Industry: Wireless charging
The lowdown: As businesses and governments deploy swarms of autonomous drones to do our dirty work, the ability to efficiently recharge their batteries will be key to productivity and efficiency. To this end, Wibotic has pioneered wireless charging solutions for drones operating in the street, in the air, underwater and inside industrial facilities. The company was co-founded by Ben Waters and Professor Joshua Smith at the University of Washington in 2015, and raised a $2.5 million seed round last year.

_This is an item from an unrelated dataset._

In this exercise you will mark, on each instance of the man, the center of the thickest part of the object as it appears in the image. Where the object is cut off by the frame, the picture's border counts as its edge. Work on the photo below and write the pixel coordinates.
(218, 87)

Industry: Medical research
The lowdown: A-Alpha Bio’s technology is a response to the emergence of synthetic protein-building software pioneered by Seattle’s Cyrus Biotechnology, among others. Just because you can create a protein doesn’t mean it will work — and so A-Alpha Bio watches masses of proteins interact with genetically engineered yeast cells, then uses next-generation software to quantify the results. The startup recently received a $225,000 grant from the National Science Foundation.
Industry: Artificial intelligence
The lowdown: Xnor AI was founded by Mohammad Rastegari and Ali Farhadi, an associate professor at UW’s Department of Computer Science and Engineering. The company retrains AI models into a proprietary binary neural network, which makes them faster, more efficient and less memory-taxing than traditional deep learning models. This means AI models can run on smartphones, and other “edge” devices. Xnor AI has raised $14.6 million in two rounds since 2017.
The lowdown: KenSci’s machine learning platform helps health professionals predict adverse outcomes for their patients. Started by a team of researchers at UW's Tacoma campus, whose work produced more than 25 peer-reviewed papers, the company has since raised $8.5 million in two rounds. The company’s technology currently serves 25 different health systems, which use it to ingest, transform and integrate disparate data from EHRs, claims, finance departments and others. KenSci’s AI then scans the data for patterns, finding granular details in an individual patient’s history and predicting risks they may face in the future.